10. A proportional valve as set forth in claim 1, further comprising:

an isolating amplifier connected to said solenoid to generate said valve actuation signal.

11. A proportional valve comprising:

a valve;

a valve actuation detector to detect an actuation of said valve and to provide a valve actuation signal representative thereof at all times during operation of said proportional valve;

a solenoid actuating said valve, said solenoid including a coil;

a mains voltage supply which generates electrical energy from a rectified mains voltage, said electrical energy being at least an order of magnitude greater than a maximum level acceptable to said coil; and

a control circuit powered by said mains voltage supply, said control circuit receiving said valve actuation signal and a reference signal and supplying a controlling signal to said mains voltage supply, said controlling signal being based on a difference between said valve actuation signal and said reference signal, said controlling signal causing said mains voltage supply to output said electrical energy to said coil of said solenoid, said control signal causing said mains voltage supply to provide said electrical energy to said coil as a series of pulses of said electrical energy, a duty cycle of said pulses being such that said coil is not overloaded and such that a maximum current value of said coil is not exceeded.

12. A proportional valve according to claim 11, wherein said control circuit comprises:

a current controller connected to said solenoid, said current controller providing a controlling signal to cause said mains voltage supply to apply said rectified mains voltage to said solenoid.

13. A proportional valve according to claim 11, wherein said mains voltage supply comprises:

a rectification circuit providing said rectified mains voltage directly to said solenoid for desired periods of time; and

a transistor module controlled by a signal processing circuit.

14. A proportional valve according to claim 11, further comprising:

a pulse width modulator to generate a pulse width modulated controlling signal which controls said mains voltage supply.

15. A proportional valve according to claim 14, wherein said control circuit comprises:

a transistor module comprising four transistors; and

a signal enhancement circuit to generate four pulse width modulated signals from said pulse width modulated controlling signal to control said transistor module.
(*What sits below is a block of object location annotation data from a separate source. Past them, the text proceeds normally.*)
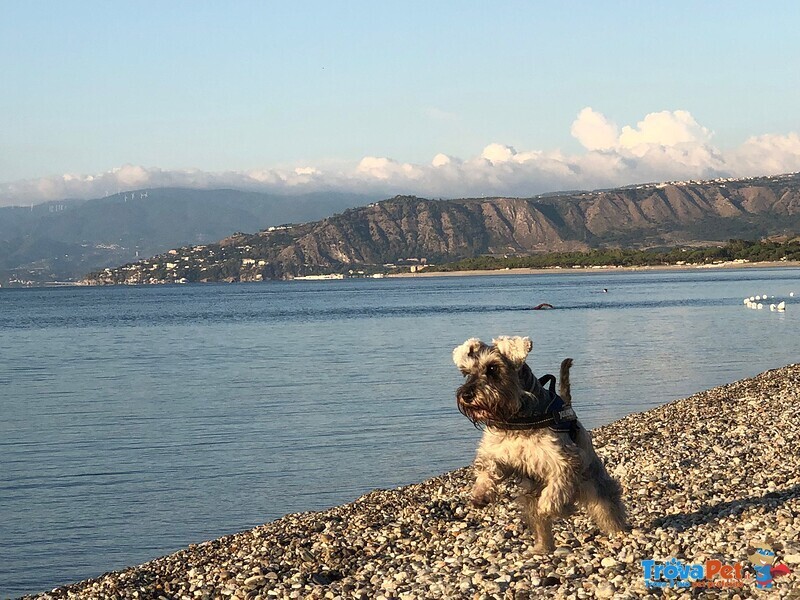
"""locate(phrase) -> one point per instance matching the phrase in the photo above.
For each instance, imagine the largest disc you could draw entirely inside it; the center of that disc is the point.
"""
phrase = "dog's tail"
(563, 382)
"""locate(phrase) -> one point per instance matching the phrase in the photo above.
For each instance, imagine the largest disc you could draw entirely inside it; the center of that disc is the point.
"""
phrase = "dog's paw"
(483, 496)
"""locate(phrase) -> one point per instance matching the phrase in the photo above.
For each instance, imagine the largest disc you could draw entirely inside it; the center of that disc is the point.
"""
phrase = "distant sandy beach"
(604, 269)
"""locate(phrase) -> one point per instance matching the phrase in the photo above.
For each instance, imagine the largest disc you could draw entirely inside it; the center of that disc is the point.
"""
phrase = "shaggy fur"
(555, 471)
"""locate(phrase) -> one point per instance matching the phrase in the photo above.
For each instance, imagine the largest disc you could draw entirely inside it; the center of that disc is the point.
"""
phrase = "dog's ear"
(464, 355)
(514, 348)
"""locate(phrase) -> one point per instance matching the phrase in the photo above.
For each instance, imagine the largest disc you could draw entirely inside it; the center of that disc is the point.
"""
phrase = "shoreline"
(704, 478)
(602, 269)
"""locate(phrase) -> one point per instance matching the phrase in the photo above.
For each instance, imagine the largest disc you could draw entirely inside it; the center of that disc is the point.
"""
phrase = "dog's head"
(492, 390)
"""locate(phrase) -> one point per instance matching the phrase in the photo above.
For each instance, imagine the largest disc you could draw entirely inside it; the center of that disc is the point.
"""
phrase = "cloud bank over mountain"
(663, 146)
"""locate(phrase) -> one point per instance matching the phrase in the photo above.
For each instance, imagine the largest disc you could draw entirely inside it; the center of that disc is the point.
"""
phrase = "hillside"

16. A proportional valve according to claim 15, wherein said control circuit comprises:

an optocoupler to provide an electrically isolated transmission of signals between said signal enhancement circuit and said transistor module.

17. A proportional valve according to claim 16, wherein:

said optocoupler is connected to a push-pull transmitter to isolate electrically a transmission of control power.
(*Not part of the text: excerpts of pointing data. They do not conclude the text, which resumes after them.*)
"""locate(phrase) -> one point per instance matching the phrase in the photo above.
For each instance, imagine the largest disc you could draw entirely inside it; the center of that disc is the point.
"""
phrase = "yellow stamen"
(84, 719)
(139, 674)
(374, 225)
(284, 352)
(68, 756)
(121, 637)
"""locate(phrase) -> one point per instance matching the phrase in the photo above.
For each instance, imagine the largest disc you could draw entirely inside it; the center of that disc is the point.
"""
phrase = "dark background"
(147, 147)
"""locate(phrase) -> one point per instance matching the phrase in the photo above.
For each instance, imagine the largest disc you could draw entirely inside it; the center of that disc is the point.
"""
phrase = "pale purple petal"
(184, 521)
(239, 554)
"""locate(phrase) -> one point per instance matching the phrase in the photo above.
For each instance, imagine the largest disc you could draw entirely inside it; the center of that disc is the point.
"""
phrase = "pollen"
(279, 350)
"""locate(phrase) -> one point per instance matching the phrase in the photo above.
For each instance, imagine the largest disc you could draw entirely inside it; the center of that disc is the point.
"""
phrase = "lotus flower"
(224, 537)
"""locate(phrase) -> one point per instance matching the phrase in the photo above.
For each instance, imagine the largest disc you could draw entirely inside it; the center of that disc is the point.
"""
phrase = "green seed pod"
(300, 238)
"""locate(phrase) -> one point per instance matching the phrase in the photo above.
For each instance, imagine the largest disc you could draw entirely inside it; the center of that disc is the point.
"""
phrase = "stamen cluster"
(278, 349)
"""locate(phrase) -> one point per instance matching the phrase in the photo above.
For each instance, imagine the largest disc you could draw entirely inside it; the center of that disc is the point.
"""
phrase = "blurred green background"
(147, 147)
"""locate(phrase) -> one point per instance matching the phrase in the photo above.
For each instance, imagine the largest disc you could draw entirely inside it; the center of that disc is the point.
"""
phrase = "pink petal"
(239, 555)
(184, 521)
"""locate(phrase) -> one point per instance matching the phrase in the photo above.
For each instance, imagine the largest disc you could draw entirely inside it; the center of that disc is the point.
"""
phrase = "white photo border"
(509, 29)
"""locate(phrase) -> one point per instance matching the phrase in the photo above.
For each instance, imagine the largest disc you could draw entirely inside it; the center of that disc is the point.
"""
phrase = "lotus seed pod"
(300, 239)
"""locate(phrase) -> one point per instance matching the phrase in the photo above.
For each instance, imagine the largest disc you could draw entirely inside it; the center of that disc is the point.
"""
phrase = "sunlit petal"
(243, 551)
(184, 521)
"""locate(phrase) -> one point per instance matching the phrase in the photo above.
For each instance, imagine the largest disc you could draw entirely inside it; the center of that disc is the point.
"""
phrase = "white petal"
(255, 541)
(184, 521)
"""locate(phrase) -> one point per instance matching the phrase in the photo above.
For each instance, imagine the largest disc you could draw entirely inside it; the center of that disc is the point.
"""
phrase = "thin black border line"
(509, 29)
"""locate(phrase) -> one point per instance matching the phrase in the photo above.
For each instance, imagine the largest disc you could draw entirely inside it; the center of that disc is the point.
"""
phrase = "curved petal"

18. A proportional valve according to claim 11, further comprising:

a Hall sensor circuit connected to said solenoid to generate said valve actuation signal.

19. A proportional valve according to claim 18, further comprising:

an offset and closed loop control adjustment circuit, following said Hall sensor circuit, to provide a signal in a range fluctuating around a zero reference point.

20. A proportional valve according to claim 11, further comprising:

an isolating amplifier connected to said solenoid to generate said valve actuation signal.